La représentation collective de l’image du vin traduit les valeurs et les sentiments fraternels que nous voulions donner à ce concept. Cette narration relève de l’oenoculture ; elle dépasse le cadre purement historique et s’intéresse plus intimement aux hommes et à leur quotidien.






Le vin dans la Guerre : une réalité historique


Pour ces hommes arrachés à leur terre, à leurs familles et à leurs amis, le vin était d’abord un soutien sans pareil ; dès octobre 1914 sa distribution devint officielle aux armées, stimulant rapidement une économie de guerre dotée de moyens logistiques colossaux.
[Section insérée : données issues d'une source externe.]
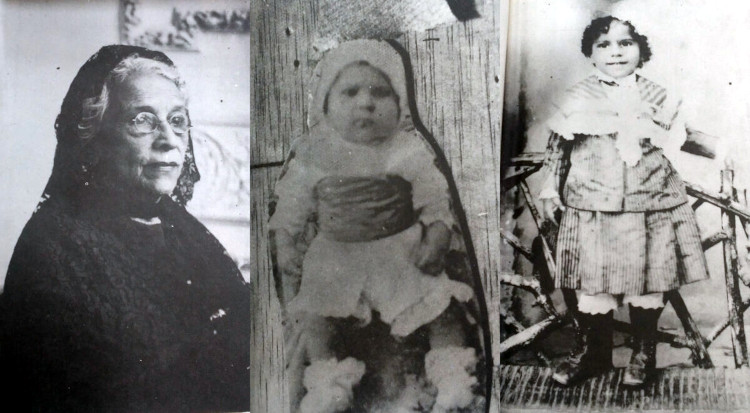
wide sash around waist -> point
(357, 209)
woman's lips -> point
(157, 167)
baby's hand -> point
(429, 254)
(288, 257)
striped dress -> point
(627, 227)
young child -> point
(627, 233)
(384, 225)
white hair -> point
(94, 107)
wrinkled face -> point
(616, 53)
(150, 162)
(362, 106)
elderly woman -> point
(116, 297)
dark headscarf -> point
(74, 169)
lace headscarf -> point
(74, 169)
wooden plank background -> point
(458, 71)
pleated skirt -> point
(631, 253)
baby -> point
(383, 228)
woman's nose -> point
(166, 139)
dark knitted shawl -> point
(103, 313)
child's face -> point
(616, 53)
(362, 106)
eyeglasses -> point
(146, 122)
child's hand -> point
(429, 254)
(550, 206)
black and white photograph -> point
(126, 206)
(375, 176)
(624, 208)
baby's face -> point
(362, 106)
(616, 53)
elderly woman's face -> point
(146, 125)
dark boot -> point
(593, 352)
(643, 361)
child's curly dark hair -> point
(600, 26)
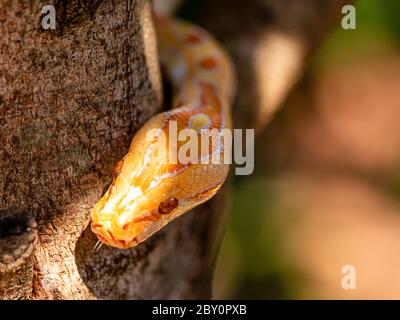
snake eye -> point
(168, 205)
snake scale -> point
(146, 192)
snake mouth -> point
(107, 237)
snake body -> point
(147, 193)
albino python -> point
(146, 193)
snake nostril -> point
(168, 205)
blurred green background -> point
(326, 188)
(285, 237)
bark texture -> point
(271, 42)
(70, 102)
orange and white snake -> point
(147, 193)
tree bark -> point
(70, 101)
(271, 42)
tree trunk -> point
(70, 101)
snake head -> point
(147, 192)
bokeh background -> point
(326, 188)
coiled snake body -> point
(146, 192)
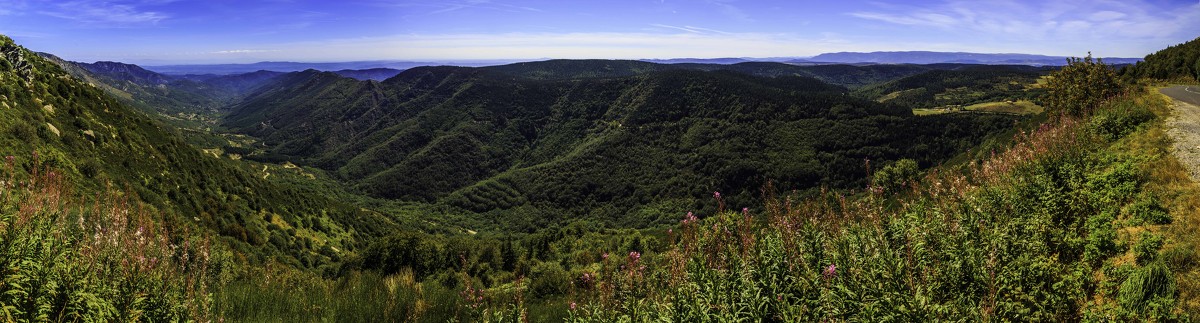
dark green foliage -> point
(550, 280)
(1146, 249)
(489, 143)
(101, 142)
(1080, 87)
(1175, 63)
(1120, 121)
(897, 175)
(849, 76)
(1147, 210)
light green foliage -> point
(99, 261)
(1150, 292)
(1080, 87)
(1146, 250)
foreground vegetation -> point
(1085, 216)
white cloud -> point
(1126, 27)
(244, 51)
(103, 13)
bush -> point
(1180, 258)
(1146, 209)
(897, 175)
(1121, 120)
(1146, 249)
(549, 279)
(1080, 87)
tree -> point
(1081, 85)
(897, 175)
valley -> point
(597, 191)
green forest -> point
(594, 191)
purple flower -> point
(688, 219)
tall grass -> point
(63, 258)
(1038, 232)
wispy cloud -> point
(244, 52)
(444, 7)
(105, 13)
(12, 6)
(575, 46)
(727, 9)
(693, 29)
(1050, 21)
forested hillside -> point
(957, 88)
(535, 149)
(1179, 61)
(592, 191)
(52, 120)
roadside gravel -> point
(1183, 126)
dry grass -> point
(1170, 181)
(1018, 107)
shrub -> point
(1146, 209)
(1146, 249)
(1080, 87)
(898, 174)
(1121, 120)
(549, 279)
(1180, 258)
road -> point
(1183, 126)
(1189, 94)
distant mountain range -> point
(942, 57)
(385, 69)
(292, 66)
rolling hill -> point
(516, 141)
(57, 121)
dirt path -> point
(1183, 126)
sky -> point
(209, 31)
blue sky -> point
(181, 31)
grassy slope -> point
(1079, 219)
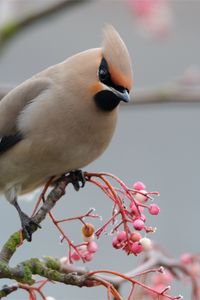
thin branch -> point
(16, 239)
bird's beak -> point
(122, 95)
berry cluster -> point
(130, 240)
(86, 250)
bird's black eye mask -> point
(105, 77)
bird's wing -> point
(13, 104)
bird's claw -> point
(28, 226)
(77, 177)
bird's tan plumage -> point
(62, 127)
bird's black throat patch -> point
(106, 100)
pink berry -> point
(143, 218)
(138, 224)
(92, 247)
(115, 243)
(135, 236)
(89, 256)
(136, 248)
(139, 185)
(154, 209)
(186, 258)
(121, 236)
(141, 197)
(75, 256)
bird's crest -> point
(117, 57)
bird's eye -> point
(104, 75)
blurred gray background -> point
(158, 144)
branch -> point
(16, 239)
(11, 29)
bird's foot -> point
(28, 226)
(77, 177)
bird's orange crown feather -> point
(117, 57)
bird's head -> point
(114, 75)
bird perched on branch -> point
(62, 118)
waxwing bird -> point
(62, 118)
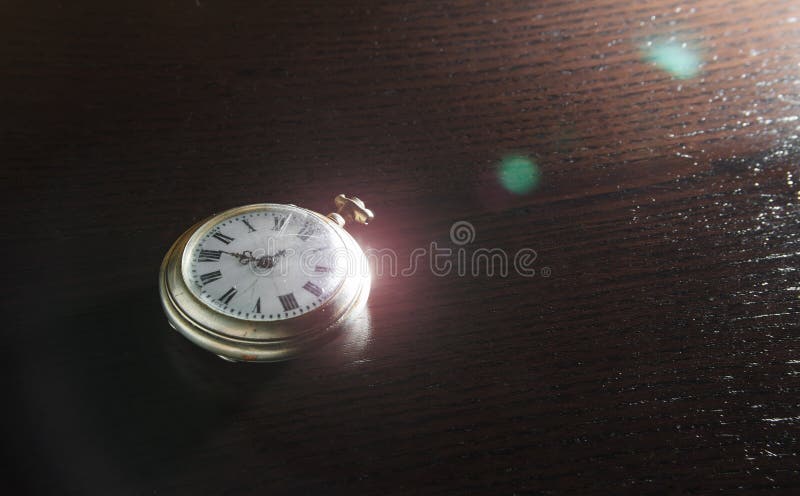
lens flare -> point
(518, 174)
(675, 58)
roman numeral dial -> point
(251, 265)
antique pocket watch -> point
(263, 282)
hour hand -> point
(244, 258)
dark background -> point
(662, 353)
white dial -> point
(273, 263)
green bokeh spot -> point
(519, 174)
(681, 62)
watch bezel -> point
(252, 340)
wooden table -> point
(655, 350)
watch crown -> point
(352, 209)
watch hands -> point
(263, 262)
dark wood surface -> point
(661, 355)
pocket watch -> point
(264, 282)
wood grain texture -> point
(661, 355)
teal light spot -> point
(518, 174)
(675, 58)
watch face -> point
(267, 262)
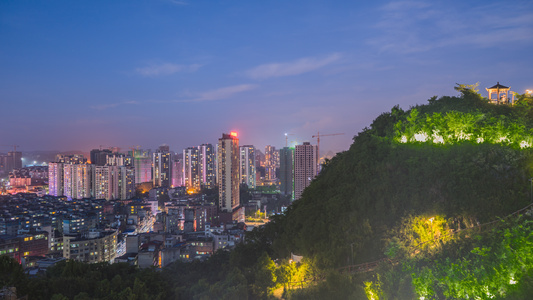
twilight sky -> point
(78, 74)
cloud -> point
(154, 70)
(297, 67)
(178, 2)
(224, 92)
(419, 26)
(111, 105)
(212, 95)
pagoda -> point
(499, 94)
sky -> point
(75, 75)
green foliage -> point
(493, 269)
(11, 272)
(417, 202)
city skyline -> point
(75, 76)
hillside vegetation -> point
(430, 192)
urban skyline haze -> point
(75, 75)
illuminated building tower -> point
(55, 179)
(191, 174)
(161, 167)
(105, 182)
(99, 156)
(305, 167)
(77, 181)
(286, 171)
(14, 160)
(247, 165)
(271, 162)
(207, 167)
(143, 166)
(126, 182)
(116, 159)
(177, 170)
(228, 172)
(71, 159)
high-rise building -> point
(286, 171)
(207, 166)
(228, 172)
(191, 173)
(77, 181)
(105, 182)
(99, 156)
(142, 162)
(55, 179)
(177, 170)
(161, 167)
(271, 162)
(247, 165)
(116, 159)
(305, 167)
(14, 160)
(71, 159)
(126, 182)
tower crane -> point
(317, 136)
(287, 138)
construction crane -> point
(317, 136)
(287, 138)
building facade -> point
(271, 162)
(305, 167)
(207, 165)
(228, 172)
(247, 165)
(286, 171)
(55, 179)
(161, 167)
(191, 173)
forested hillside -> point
(438, 193)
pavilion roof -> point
(499, 86)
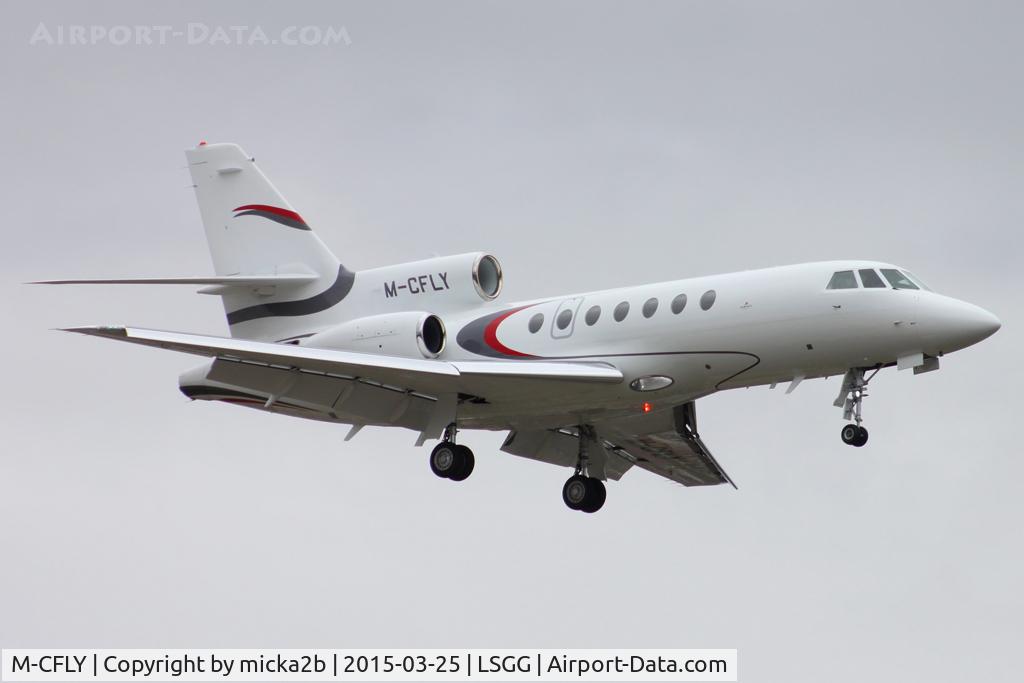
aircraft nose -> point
(956, 325)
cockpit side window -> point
(916, 281)
(870, 279)
(844, 280)
(898, 280)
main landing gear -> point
(851, 398)
(582, 492)
(451, 461)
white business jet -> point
(597, 382)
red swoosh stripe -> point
(491, 335)
(284, 213)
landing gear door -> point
(563, 321)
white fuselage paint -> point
(769, 326)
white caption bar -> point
(391, 665)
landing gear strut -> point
(451, 461)
(851, 398)
(581, 491)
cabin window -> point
(898, 280)
(563, 318)
(870, 279)
(844, 280)
(649, 306)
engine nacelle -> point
(408, 334)
(445, 283)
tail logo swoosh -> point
(276, 214)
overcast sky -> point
(588, 145)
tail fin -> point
(253, 230)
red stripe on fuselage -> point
(491, 336)
(272, 209)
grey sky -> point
(588, 145)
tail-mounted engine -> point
(407, 334)
(439, 284)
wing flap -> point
(678, 454)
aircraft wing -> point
(676, 454)
(431, 377)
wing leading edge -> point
(422, 375)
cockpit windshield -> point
(898, 280)
(869, 279)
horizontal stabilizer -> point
(432, 377)
(222, 281)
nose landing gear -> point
(851, 398)
(581, 491)
(451, 461)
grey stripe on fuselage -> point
(314, 304)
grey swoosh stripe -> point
(275, 218)
(314, 304)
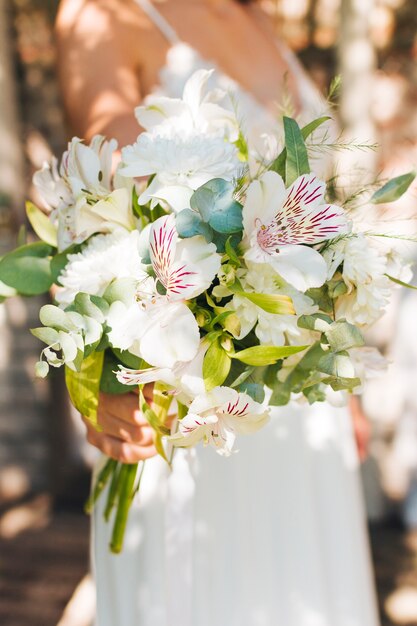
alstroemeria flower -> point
(217, 416)
(198, 109)
(280, 224)
(181, 160)
(186, 378)
(161, 328)
(82, 198)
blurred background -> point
(43, 483)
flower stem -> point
(113, 492)
(100, 484)
(126, 487)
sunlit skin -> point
(110, 54)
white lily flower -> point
(161, 328)
(186, 267)
(271, 329)
(364, 272)
(198, 109)
(81, 197)
(186, 378)
(217, 416)
(181, 161)
(280, 224)
(104, 259)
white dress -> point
(273, 536)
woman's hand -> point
(126, 435)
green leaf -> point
(255, 390)
(216, 365)
(297, 158)
(41, 369)
(231, 252)
(271, 303)
(189, 224)
(27, 269)
(108, 380)
(129, 360)
(84, 305)
(41, 224)
(317, 321)
(342, 336)
(51, 315)
(393, 189)
(266, 355)
(49, 336)
(123, 289)
(338, 365)
(279, 164)
(83, 386)
(216, 205)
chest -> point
(235, 40)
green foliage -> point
(297, 158)
(266, 355)
(27, 269)
(279, 164)
(108, 380)
(189, 224)
(41, 224)
(83, 386)
(216, 365)
(393, 189)
(217, 207)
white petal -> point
(300, 266)
(172, 335)
(263, 198)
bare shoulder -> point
(119, 22)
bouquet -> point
(228, 280)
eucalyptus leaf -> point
(27, 269)
(342, 336)
(297, 158)
(83, 386)
(53, 316)
(266, 355)
(50, 336)
(279, 164)
(41, 224)
(108, 380)
(189, 224)
(394, 188)
(216, 365)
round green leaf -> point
(28, 269)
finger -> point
(132, 433)
(119, 450)
(123, 407)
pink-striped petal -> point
(304, 218)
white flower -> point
(161, 328)
(104, 259)
(271, 329)
(185, 267)
(199, 109)
(181, 162)
(280, 224)
(364, 269)
(81, 196)
(51, 187)
(216, 417)
(186, 378)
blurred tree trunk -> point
(357, 64)
(11, 157)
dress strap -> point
(160, 22)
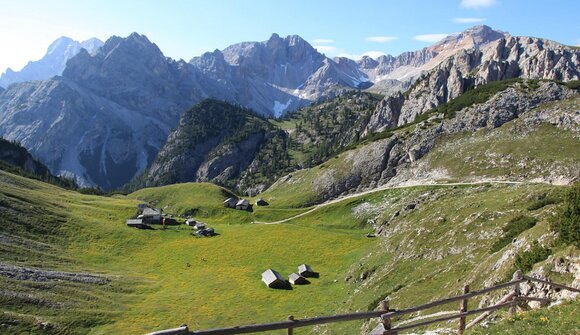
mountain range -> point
(104, 120)
(53, 62)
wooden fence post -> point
(463, 309)
(290, 330)
(385, 320)
(518, 275)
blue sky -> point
(187, 28)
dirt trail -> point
(388, 187)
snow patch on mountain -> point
(280, 108)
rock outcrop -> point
(376, 163)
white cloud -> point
(322, 41)
(381, 39)
(371, 54)
(431, 38)
(477, 3)
(327, 49)
(469, 19)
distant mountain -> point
(276, 76)
(104, 120)
(53, 62)
(16, 159)
(389, 73)
(506, 58)
(217, 142)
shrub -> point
(544, 201)
(567, 222)
(514, 227)
(525, 261)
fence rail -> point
(386, 314)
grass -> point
(163, 278)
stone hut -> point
(243, 204)
(306, 271)
(273, 279)
(230, 203)
(296, 279)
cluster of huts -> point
(242, 204)
(273, 279)
(148, 215)
(201, 228)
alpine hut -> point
(261, 202)
(273, 279)
(230, 203)
(150, 215)
(306, 271)
(296, 279)
(243, 204)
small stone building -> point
(296, 279)
(306, 271)
(230, 203)
(261, 202)
(243, 204)
(273, 279)
(136, 223)
(151, 215)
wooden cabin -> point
(136, 223)
(243, 204)
(306, 271)
(273, 279)
(151, 215)
(230, 203)
(261, 202)
(296, 279)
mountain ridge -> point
(52, 63)
(135, 95)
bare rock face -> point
(378, 162)
(53, 62)
(214, 142)
(505, 58)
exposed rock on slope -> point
(13, 154)
(104, 120)
(506, 58)
(396, 73)
(377, 162)
(53, 62)
(214, 141)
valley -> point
(395, 177)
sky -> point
(188, 28)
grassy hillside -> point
(159, 279)
(519, 150)
(512, 151)
(162, 278)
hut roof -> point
(131, 222)
(231, 201)
(151, 211)
(273, 279)
(305, 270)
(261, 202)
(297, 279)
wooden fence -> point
(386, 314)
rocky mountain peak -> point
(473, 37)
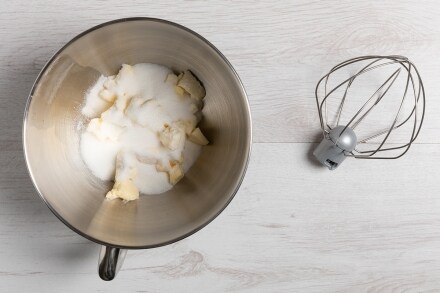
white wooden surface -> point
(371, 226)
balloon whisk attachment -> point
(370, 107)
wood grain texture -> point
(371, 226)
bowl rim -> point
(49, 63)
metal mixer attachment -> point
(370, 107)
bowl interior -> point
(52, 133)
L’Inspection Générale du Ravitaillement était à pied d’œuvre, collectant, réquisitionnant, traitant, acheminant, par wagons-réservoirs ou par camions, des millions d’hectolitres sur tous les fronts. De l’Europe à Madagascar, de l’Afrique à l’Indochine, le vin alimentait les hommes.

Fortifiant et soutien du juste combat, aux dires des dirigeants politiques et militaires d’alors, “les conditions de vie et l’héroïsme des combattants justifiaient un tel effort”. Paradoxalement, si la surproduction chronique française semblait alors absorbée, l’ivresse et l’alcoolisme n’en étaient pas moins condamnés par la hiérarchie.
Le vin avait un rôle socialisant et fédérateur ; il était le compagnon des relations humaines. Il a été popularisé par les images et les chansons. Produit national, le vin était aussi pour le poilu un objet de mémoire et d’imaginaire, un réconfort salvateur qui lui rappelait tantôt le “chez soi”, tantôt la “bien-aimée”.

En arrière plan, il a été l’un des moteurs des grandes mutations sociologiques de l’après guerre. Travaux des champs et des vignes, les femmes prirent le relais des hommes durant le conflit, assumant ainsi de nouvelles responsabilités, ferments de leur émancipation à venir.